Cancers are distinguished from one another by the location in the body where they began - the primary site - and/or by the type of cell involved. The term colorectal cancer refers to the specific cancer arising from the inner surface lining of the bowel. The large bowel is part of the body’s digestive system. It includes the colon, rectum and anal canal.
There are other types of cancer which affect the large bowel (the colon and rectum) such as carcinoid tumour, tumour of the muscule wall and lymphoma - but these are much less common.
So, in most cases, colorectal cancer means adenocarcinoma of the colon and rectum.
Bowel cancer can be a slow-growing cancer. There are sometimes no symptoms in the early stages of the disease.
More common than you may think.
In Australia, colorectal cancer is the most common major organ malignancy. Since it affects men and women almost equally, it is actually more common than lung cancer (which affects mainly men), breast cancer (almost exclusively women) and prostate cancer (exclusively men). It is most common in people in their mid-sixties and older but it can affect younger people too.
What causes bowel cancer?
In a small number of cases, there appears to be a strong hereditary influence; but in many more cases, there is a subtle - but still real - increased risk amongst close family members. So the children, brothers, sisters and even parents of someone with colorectal cancer should consider themselves at increased risk of developing this disease and should be screened by means of regular colonoscopy. Your own doctor can advise you and your family members about this.

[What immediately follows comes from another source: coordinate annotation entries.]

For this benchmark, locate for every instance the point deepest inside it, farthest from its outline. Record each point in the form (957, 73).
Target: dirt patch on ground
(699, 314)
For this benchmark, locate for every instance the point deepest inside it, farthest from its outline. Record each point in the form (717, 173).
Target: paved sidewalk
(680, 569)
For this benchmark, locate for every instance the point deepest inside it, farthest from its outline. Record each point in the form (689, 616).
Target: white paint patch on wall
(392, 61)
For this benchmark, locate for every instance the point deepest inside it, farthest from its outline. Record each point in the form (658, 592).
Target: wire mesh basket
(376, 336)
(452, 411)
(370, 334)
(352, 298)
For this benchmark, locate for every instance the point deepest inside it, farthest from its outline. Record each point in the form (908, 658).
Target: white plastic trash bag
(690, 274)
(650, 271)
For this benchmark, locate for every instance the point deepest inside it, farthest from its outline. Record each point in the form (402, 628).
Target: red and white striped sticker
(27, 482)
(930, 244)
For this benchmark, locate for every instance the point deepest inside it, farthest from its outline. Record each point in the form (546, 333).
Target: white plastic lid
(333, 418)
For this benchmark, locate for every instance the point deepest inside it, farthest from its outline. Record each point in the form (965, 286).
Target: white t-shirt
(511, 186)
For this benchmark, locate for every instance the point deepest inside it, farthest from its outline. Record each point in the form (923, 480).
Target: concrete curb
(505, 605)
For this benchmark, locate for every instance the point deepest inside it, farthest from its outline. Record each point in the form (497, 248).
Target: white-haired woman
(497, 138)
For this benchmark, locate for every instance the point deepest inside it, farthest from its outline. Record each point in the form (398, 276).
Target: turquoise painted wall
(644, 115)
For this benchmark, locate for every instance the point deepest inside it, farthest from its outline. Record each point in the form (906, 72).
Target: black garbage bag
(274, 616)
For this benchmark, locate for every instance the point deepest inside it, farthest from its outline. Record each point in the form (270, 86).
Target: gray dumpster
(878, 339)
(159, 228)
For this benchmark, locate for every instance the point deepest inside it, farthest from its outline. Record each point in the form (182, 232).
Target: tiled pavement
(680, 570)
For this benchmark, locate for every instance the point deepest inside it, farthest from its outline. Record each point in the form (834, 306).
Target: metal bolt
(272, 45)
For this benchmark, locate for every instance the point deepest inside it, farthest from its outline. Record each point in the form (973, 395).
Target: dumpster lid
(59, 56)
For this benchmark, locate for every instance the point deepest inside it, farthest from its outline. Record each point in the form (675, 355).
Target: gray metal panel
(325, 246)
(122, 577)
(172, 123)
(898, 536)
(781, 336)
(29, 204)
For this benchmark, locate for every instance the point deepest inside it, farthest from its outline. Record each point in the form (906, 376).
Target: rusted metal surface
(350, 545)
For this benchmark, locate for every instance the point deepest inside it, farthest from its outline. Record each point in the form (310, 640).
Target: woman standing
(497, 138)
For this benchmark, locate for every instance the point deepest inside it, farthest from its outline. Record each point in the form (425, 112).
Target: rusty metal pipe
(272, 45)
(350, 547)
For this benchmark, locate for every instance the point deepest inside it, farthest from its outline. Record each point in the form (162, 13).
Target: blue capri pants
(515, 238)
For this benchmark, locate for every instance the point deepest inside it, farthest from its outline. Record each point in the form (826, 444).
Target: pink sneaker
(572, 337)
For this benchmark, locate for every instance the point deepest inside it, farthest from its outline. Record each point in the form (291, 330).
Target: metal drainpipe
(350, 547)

How the disease is treated.
One option for treatment is the complete removal of the tumour and surrounding tissues containing the related lymph node drainage. Your surgeon will provide the best advice on treatment options. You may even see a specially trained Colorectal Surgeon or General Surgeon.
Advances in treatment.
Perhaps the biggest change in the treatment of colorectal cancer over the last decade has been the increasing emphasis on multi-modality treatments which combine surgery, chemotherapy and radiotherapy to provide the very best rates of disease control and cure.
The close cooperation which now exists in many parts of the world between the various specialists such as Surgeons, Medical Oncologists and Radiation Oncologists has contributed to improved consistency and effectiveness of treatment.
Another important change has been the increased use of surgery for the treatment of the spread of colorectal cancer to the liver and lungs. Although the spread of cancer beyond the bowel and lymph nodes generally makes a cure difficult to achieve, the more aggressive use of surgery to remove these so-called secondary deposits has resulted in unexpected cures or, failing complete cure, useful prolongation of life, often for years at a time.
Your doctor will be best placed to determine which treatments are most appropriate for your specific case.